Loonie Hits 11-Year Low As China Crashes, Oil Slides

The Canadian dollar hit an 11-year low Monday as oil prices fell more than 6 per cent and global markets tanked in the wake of China’s stock rout.

As of mid-morning Monday, the loonie was trading at around 75.6 cents U.S., having bounced back from around 75.2 cents, the lowest level for the Canadian dollar since 2004.

“There’s certainly some panic out there,” Karl Schamotta, director of FX Strategy at Cambridge Global Payments, told the Wall Street Journal. “The reality is that we are looking at a global economy suffering widespread disinflationary conditions.”

The Canadian dollar typically follows the price of oil and other commodities. Bloomberg reported Monday that commodity prices are at a 16-year low.

Prices for Brent crude oil, the international benchmark, were down 6 per cent as of mid-morning Monday, at six-and-a-half-year lows, Reuters reported. A barrel of Brent crude was trading at $42.51 U.S.

North American oil prices have been doing just as badly, trading at around $39 U.S. a barrel Monday, having fallen below the $40 mark, to six-year lows, last week.

The collapse in commodity prices reflects concerns about the strength of China’s economy, the world’s largest buyer of raw materials. The Shanghai composite stock index fell 8.5 per cent Monday in what traders there are now calling “Black Monday.”

"Today's falls are not about oil market fundamentals. It's all about China," Carsten Fritsch, senior oil analyst at Commerzbank in Frankfurt, told the Reuters Global Oil Forum. "The fear is of a hard landing and that things get out of the control of the Chinese authorities."

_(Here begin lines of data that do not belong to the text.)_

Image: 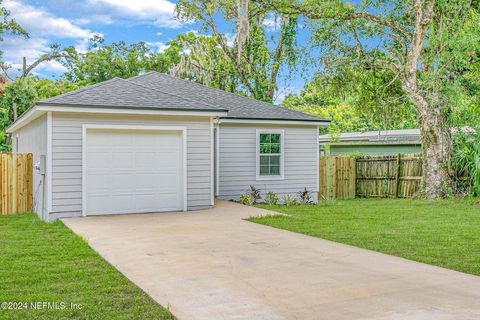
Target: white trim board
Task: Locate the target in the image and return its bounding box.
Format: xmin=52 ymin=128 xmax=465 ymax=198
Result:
xmin=219 ymin=118 xmax=330 ymax=127
xmin=210 ymin=118 xmax=215 ymax=206
xmin=82 ymin=124 xmax=188 ymax=216
xmin=44 ymin=112 xmax=53 ymax=221
xmin=255 ymin=129 xmax=285 ymax=181
xmin=6 ymin=104 xmax=226 ymax=133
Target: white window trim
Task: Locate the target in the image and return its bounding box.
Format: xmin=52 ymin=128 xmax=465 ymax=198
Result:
xmin=255 ymin=129 xmax=285 ymax=181
xmin=82 ymin=123 xmax=188 ymax=217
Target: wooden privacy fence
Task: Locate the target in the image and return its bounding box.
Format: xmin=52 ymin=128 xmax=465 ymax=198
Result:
xmin=356 ymin=154 xmax=423 ymax=198
xmin=0 ymin=153 xmax=33 ymax=215
xmin=319 ymin=154 xmax=423 ymax=199
xmin=319 ymin=156 xmax=355 ymax=199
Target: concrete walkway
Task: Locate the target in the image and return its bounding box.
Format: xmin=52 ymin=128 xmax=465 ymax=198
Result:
xmin=63 ymin=201 xmax=480 ymax=320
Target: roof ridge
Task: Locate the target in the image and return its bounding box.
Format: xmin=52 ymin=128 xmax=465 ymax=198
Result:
xmin=149 ymin=71 xmax=280 ymax=107
xmin=39 ymin=77 xmax=124 ymax=104
xmin=125 ymin=71 xmax=228 ymax=111
xmin=144 ymin=71 xmax=326 ymax=120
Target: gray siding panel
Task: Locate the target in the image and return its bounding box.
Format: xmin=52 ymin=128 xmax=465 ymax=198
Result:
xmin=52 ymin=113 xmax=212 ymax=218
xmin=12 ymin=115 xmax=47 ymax=218
xmin=218 ymin=124 xmax=318 ymax=201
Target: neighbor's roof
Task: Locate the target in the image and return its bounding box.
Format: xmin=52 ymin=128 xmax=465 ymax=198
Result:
xmin=319 ymin=129 xmax=421 ymax=144
xmin=37 ymin=72 xmax=329 ymax=122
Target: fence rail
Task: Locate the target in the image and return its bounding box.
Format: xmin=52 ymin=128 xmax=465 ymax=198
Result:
xmin=319 ymin=156 xmax=355 ymax=199
xmin=356 ymin=154 xmax=422 ymax=198
xmin=0 ymin=153 xmax=33 ymax=215
xmin=319 ymin=154 xmax=423 ymax=199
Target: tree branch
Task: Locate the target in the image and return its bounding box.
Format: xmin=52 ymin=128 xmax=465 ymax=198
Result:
xmin=253 ymin=0 xmax=412 ymax=40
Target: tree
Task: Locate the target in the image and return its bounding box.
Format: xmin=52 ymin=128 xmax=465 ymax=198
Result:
xmin=258 ymin=0 xmax=480 ymax=199
xmin=171 ymin=32 xmax=244 ymax=94
xmin=61 ymin=36 xmax=182 ymax=85
xmin=176 ymin=0 xmax=297 ymax=101
xmin=283 ymin=66 xmax=415 ymax=133
xmin=0 ymin=0 xmax=29 ymax=58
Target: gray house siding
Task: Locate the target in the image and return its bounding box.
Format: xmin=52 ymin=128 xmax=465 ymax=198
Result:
xmin=218 ymin=124 xmax=318 ymax=201
xmin=12 ymin=115 xmax=48 ymax=217
xmin=52 ymin=113 xmax=213 ymax=218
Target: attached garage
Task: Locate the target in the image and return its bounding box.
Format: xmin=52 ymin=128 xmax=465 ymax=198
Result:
xmin=7 ymin=72 xmax=329 ymax=221
xmin=82 ymin=125 xmax=187 ymax=216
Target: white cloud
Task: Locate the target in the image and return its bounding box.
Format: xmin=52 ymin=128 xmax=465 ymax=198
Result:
xmin=88 ymin=0 xmax=182 ymax=28
xmin=145 ymin=41 xmax=169 ymax=53
xmin=4 ymin=0 xmax=91 ymax=38
xmin=2 ymin=38 xmax=66 ymax=77
xmin=262 ymin=14 xmax=281 ymax=31
xmin=1 ymin=0 xmax=94 ymax=76
xmin=274 ymin=87 xmax=302 ymax=104
xmin=73 ymin=14 xmax=114 ymax=25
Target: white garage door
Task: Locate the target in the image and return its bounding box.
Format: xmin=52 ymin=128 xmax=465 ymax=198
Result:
xmin=84 ymin=128 xmax=184 ymax=215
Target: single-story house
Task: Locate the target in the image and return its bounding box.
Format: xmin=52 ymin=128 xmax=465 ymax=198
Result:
xmin=318 ymin=129 xmax=422 ymax=156
xmin=7 ymin=72 xmax=329 ymax=221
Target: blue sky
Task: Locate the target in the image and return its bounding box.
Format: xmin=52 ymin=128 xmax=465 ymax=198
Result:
xmin=0 ymin=0 xmax=318 ymax=102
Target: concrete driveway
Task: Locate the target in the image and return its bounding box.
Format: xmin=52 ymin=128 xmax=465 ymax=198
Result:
xmin=63 ymin=201 xmax=480 ymax=320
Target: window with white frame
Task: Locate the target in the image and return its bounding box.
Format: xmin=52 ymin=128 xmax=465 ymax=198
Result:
xmin=257 ymin=130 xmax=284 ymax=179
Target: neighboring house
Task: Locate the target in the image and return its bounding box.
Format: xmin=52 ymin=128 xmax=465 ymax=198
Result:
xmin=7 ymin=72 xmax=329 ymax=221
xmin=319 ymin=129 xmax=422 ymax=156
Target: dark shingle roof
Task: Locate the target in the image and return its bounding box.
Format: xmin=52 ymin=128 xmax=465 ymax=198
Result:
xmin=39 ymin=78 xmax=226 ymax=111
xmin=39 ymin=72 xmax=329 ymax=121
xmin=128 ymin=72 xmax=328 ymax=121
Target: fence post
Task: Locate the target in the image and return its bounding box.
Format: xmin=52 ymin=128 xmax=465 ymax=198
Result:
xmin=395 ymin=153 xmax=401 ymax=198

China’s stock market soared last year and in the early months of this year, largely as a result of government policies designed to help ordinary Chinese citizens into the stock market and prop up stock prices.

But in a classic bubble pattern, the market turned downwards in the second quarter of the year, and has lost 38 per cent from its June peak.

Despite extraordinary measures by the Chinese government to prop up stock prices — including cash injections, a ban on IPOs and an order forbidding some insiders from selling for six months — Chinese stock prices have continued to fall.

The bad news in China darkens the prospects for an economic recovery in Canada, which likely fell into recession in the first half of this year on the back of falling oil prices.

With stock and commodity prices sliding, analysts are seeing a higher chance of another rate cut from the Bank of Canada this year. Some now also expect the U.S. Federal Reserve to delay an expected interest rate hike in September, which could help to keep global interest rates low.